DNAinfo, a U.S. media company that includes local news websites such as Gothamist and LAist, was abruptly closed Thursday over a lack of revenue, just days after some of its newsrooms voted to join a union.
Joe Ricketts, the billionaire who launched DNAinfo in 2009 and bought Gothamist earlier this year, said the company failed to make sufficient progress to become economically successful. He had previously warned employees that joining a union would have a negative impact.
“Reaching this decision wasn’t easy, and it wasn’t one I made lightly,” Ricketts said. “I started DNAinfo in 2009 at a time when few people were investing in media companies. But I believed an opportunity existed to build a successful company that would report unbiased neighborhood news and information.”

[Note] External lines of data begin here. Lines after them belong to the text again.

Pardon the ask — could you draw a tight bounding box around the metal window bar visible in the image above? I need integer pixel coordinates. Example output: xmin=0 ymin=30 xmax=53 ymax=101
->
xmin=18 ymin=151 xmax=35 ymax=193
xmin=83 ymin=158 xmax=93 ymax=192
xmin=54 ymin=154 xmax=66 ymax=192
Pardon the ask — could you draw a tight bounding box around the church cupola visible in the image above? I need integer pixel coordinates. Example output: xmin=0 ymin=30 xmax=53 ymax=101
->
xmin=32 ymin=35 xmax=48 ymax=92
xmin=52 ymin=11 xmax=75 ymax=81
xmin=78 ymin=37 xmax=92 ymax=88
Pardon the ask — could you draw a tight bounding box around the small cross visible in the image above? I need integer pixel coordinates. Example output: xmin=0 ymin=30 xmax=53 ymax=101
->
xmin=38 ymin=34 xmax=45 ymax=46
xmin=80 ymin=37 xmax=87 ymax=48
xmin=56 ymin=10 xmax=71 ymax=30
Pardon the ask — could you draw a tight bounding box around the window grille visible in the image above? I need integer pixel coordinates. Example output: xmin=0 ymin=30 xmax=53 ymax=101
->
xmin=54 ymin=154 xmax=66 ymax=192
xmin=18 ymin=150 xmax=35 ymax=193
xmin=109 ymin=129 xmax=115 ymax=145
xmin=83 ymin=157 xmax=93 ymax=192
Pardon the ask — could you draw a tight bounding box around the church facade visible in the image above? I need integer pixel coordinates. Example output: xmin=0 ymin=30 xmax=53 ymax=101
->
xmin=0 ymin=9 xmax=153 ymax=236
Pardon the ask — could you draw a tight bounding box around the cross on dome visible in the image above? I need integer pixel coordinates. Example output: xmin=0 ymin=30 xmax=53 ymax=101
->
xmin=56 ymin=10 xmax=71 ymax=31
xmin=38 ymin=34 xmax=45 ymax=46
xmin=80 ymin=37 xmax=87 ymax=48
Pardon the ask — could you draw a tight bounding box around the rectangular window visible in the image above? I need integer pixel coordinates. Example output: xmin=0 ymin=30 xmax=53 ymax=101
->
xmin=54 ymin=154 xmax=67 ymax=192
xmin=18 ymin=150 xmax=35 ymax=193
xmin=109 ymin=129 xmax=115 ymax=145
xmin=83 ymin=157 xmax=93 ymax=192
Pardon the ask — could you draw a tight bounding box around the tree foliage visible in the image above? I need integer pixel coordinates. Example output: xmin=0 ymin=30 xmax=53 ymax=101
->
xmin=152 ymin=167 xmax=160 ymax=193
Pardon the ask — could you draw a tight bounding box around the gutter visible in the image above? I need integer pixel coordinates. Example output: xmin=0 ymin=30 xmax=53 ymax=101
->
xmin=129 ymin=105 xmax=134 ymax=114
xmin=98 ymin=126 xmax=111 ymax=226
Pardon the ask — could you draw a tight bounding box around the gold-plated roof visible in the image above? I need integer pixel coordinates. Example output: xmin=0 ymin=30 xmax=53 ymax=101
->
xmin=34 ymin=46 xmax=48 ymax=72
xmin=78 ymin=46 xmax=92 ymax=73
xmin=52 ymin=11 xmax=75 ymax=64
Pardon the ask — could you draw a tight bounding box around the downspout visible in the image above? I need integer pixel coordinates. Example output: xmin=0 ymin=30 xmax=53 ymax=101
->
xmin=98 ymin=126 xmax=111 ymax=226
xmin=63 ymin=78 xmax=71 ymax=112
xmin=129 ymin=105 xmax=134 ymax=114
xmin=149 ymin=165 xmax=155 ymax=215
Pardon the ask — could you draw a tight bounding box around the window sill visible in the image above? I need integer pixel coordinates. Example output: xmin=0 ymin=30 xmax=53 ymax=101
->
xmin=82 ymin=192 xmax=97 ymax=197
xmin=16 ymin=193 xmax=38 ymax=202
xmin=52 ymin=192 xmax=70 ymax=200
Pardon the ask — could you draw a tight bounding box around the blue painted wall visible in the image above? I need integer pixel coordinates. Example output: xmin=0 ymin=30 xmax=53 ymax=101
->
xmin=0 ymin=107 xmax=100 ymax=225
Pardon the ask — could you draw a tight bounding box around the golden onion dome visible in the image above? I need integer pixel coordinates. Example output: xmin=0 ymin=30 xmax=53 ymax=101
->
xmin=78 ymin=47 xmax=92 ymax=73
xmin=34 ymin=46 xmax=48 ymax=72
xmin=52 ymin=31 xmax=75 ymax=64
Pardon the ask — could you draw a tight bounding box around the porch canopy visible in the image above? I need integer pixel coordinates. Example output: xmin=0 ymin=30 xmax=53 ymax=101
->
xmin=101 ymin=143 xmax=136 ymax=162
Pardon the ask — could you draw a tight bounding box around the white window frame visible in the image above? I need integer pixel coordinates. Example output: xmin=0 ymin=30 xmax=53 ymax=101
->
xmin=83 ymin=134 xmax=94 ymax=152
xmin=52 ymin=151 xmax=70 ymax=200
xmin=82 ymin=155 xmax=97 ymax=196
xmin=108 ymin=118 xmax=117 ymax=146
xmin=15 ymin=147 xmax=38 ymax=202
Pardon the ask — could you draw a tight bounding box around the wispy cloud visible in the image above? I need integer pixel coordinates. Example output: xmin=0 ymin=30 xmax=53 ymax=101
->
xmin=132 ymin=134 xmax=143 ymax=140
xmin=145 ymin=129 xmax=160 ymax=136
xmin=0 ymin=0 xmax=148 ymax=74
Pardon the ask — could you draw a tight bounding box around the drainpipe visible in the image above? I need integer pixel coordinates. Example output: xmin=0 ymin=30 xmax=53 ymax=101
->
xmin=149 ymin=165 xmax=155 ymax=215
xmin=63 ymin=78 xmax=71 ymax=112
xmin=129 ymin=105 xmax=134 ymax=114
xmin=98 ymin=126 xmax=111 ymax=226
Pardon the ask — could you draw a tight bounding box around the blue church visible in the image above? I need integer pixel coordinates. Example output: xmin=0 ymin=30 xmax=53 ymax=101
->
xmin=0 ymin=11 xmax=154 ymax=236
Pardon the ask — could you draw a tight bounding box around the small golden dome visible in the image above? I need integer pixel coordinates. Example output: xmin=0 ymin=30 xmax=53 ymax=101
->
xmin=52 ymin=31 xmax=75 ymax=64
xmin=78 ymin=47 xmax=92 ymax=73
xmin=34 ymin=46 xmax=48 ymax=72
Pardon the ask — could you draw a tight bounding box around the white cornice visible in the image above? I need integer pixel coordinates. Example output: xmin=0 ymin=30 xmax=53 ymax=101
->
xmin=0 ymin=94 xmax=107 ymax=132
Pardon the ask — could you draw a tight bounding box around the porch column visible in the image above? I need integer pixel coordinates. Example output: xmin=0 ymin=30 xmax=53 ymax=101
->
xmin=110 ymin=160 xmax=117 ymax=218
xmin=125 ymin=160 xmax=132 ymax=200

Ricketts said the websites received more than 15 million visitors a month, while its newsletters reached more than 500,000 people a day. It also has a vast reach on social media, where its accounts are followed by more than 2 million people combined.
“But DNAinfo is, at the end of the day, a business, and businesses need to be economically successful if they are to endure,” Ricketts said. “And while we made important progress toward building DNAinfo into a successful business, in the end, that progress hasn’t been sufficient to support the tremendous effort and expense needed to produce the type of journalism on which the company was founded.”
The decision to close DNAinfo, which also includes LAist, DCist, Chicagoist, SFist, and Shanghaiist, leaves about 115 journalists without work. The company’s websites, including its archive, were taken down on Thursday. Workers will continue to be paid for 3 months, plus 4 weeks of severance.
The news came just a week after the company’s newsroom in New York voted to join a union. Ricketts had warned in September that he was opposed to such a move, writing in a post on his personal blog that unions promote a “corrosive us-against-them dynamic.”
“That’s why the type of company that interests me is one where ownership and the employees are truly in it together, without interference from a third-party union that has its own agenda and priorities,” said Ricketts, who lost money on the company every month.
“I’m not interested in any agenda at any company I start, other than working together to deliver something exceptional to consumers and doing it as everyone pulls shoulder-to-shoulder tackling whatever the marketplace throws at us,” Ricketts said in the post.